Alien Dictionary hard
Problem Statement
There is a dictionary containing words from an alien language. Unlike English, the order of letters in this language is not known to us. We are given a list of strings words
from the alien language's dictionary, where the strings in words
are sorted lexicographically by the rules of this new language. Derive the order of letters in this alien language. If there is no solution, return "" (empty string). If there are multiple valid solutions, any of them is accepted.
Example 1
Input: words = ["wrt","wrf","er","ett","rftt"] Output: "wertf"
Example 2
Input: words = ["z","x"] Output: "zx"
Steps
-
Build the Graph: Create a directed graph where each node represents a letter from the alien language. An edge from node 'a' to node 'b' indicates that 'a' comes before 'b' in the alien language's order. We iterate through pairs of consecutive words in the
words
list. For each pair, we compare the words character by character until we find a difference. If a difference exists (e.g.,word1[i] != word2[i]
), we add a directed edge fromword1[i]
toword2[i]
in the graph, indicating thatword1[i]
comes beforeword2[i]
. -
Detect Cycles: A cycle in the graph indicates a contradiction (e.g., a < b and b < a). If a cycle exists, there's no valid ordering of the letters, so we return "". We use topological sort to detect cycles.
-
Topological Sort: Perform a topological sort on the graph. Topological sort arranges the nodes (letters) in an order such that for every directed edge from node 'a' to node 'b', 'a' appears before 'b' in the sorted order. This sorted order represents the alien language's letter order. We use Kahn's algorithm for topological sort.
Explanation
The algorithm leverages graph theory to solve the problem. By representing the letter ordering constraints as a directed graph, we can efficiently determine if a valid ordering exists and, if so, find one using topological sorting.
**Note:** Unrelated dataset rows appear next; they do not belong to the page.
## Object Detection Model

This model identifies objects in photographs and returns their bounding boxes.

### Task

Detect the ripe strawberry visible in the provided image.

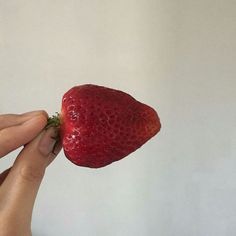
[49,84,161,168]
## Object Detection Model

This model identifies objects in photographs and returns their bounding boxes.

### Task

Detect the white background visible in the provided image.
[0,0,236,236]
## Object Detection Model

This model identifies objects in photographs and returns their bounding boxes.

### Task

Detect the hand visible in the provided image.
[0,111,61,236]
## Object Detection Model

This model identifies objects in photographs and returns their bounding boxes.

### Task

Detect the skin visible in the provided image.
[0,111,61,236]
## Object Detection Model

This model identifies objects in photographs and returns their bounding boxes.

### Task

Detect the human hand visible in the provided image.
[0,111,61,236]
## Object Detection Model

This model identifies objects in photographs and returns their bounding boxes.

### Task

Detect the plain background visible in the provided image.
[0,0,236,236]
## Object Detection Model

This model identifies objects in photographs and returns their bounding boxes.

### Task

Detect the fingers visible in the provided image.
[0,111,46,130]
[0,111,48,157]
[0,128,60,224]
The use of a HashMap for efficient neighbor lookups during graph construction and the use of an in-degree array and a queue to implement Kahn's algorithm makes the solution highly efficient.
Code
import java.util.*;
class Solution {
public String alienOrder(String[] words) {
Map<Character, Set<Character>> graph = new HashMap<>();
Map<Character, Integer> inDegree = new HashMap<>();
// Build the graph and calculate in-degrees
for (String word : words) {
for (char c : word.toCharArray()) {
inDegree.put(c, 0);
}
}
for (int i = 0; i < words.length - 1; i++) {
String word1 = words[i];
String word2 = words[i + 1];
int minLen = Math.min(word1.length(), word2.length());
boolean diffFound = false;
for (int j = 0; j < minLen; j++) {
char c1 = word1.charAt(j);
char c2 = word2.charAt(j);
if (c1 != c2) {
if (!graph.containsKey(c1)) graph.put(c1, new HashSet<>());
if (!graph.get(c1).contains(c2)) {
graph.get(c1).add(c2);
inDegree.put(c2, inDegree.get(c2) + 1);
}
diffFound = true;
break;
}
}
// Check for invalid lexicographical order (e.g., ["abc", "ab"])
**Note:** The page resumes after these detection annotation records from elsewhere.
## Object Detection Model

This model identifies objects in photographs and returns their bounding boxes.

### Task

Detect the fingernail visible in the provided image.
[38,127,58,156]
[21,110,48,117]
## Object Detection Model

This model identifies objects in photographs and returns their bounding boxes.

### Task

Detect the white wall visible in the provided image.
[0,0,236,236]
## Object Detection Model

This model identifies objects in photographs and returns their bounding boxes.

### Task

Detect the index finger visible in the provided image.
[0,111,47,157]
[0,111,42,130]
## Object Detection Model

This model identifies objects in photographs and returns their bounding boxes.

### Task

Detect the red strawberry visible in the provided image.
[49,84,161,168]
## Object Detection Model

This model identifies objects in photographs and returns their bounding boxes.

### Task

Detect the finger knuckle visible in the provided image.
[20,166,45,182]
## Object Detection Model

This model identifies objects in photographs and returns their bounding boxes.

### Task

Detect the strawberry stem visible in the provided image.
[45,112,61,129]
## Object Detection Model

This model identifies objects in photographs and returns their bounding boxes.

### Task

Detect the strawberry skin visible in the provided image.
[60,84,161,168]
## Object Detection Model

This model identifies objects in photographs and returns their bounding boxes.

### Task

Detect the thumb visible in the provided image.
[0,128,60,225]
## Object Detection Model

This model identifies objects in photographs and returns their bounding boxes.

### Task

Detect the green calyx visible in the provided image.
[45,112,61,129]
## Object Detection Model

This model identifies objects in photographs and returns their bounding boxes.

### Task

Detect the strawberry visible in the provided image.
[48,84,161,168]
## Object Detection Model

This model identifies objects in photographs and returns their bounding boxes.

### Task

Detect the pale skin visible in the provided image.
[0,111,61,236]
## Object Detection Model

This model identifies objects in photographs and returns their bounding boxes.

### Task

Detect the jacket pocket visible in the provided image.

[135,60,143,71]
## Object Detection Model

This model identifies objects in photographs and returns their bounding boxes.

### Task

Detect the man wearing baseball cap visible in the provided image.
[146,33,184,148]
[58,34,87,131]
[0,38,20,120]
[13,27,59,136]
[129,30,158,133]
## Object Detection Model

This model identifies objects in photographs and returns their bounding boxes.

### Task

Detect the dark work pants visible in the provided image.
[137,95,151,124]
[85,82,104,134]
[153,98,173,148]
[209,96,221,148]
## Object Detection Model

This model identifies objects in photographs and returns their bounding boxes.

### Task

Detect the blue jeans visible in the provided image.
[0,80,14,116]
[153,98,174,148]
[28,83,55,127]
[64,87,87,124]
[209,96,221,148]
if (!diffFound && word1.length() > word2.length()) return "";
}
// Topological Sort using Kahn's algorithm
Queue<Character> queue = new LinkedList<>();
for (char c : inDegree.keySet()) {
if (inDegree.get(c) == 0) {
queue.offer(c);
}
}
StringBuilder sb = new StringBuilder();
while (!queue.isEmpty()) {
char c = queue.poll();
sb.append(c);
if (graph.containsKey(c)) {
for (char neighbor : graph.get(c)) {
inDegree.put(neighbor, inDegree.get(neighbor) - 1);
if (inDegree.get(neighbor) == 0) {
queue.offer(neighbor);
}
}
}
}
// Check for cycles (if the length of sb is less than the number of unique characters)
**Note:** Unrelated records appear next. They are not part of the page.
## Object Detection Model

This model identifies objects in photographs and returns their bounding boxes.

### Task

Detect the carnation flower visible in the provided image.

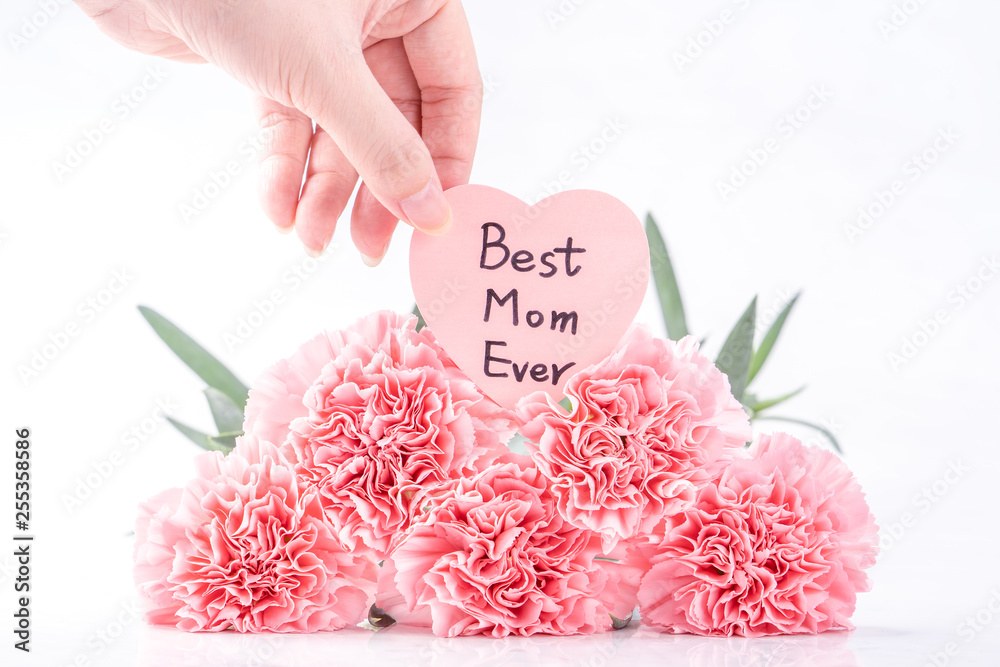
[517,327,751,546]
[254,312,511,556]
[135,445,376,632]
[639,434,877,637]
[379,455,638,637]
return sb.length() == inDegree.size() ? sb.toString() : "";
}
}
Complexity
- Time Complexity: O(V + E), where V is the number of unique letters and E is the number of edges in the graph. Building the graph and performing topological sort both take linear time with respect to the number of vertices and edges.
- Space Complexity: O(V + E), primarily due to the space used to store the graph and the in-degree array. The queue used in topological sort also contributes to the space complexity.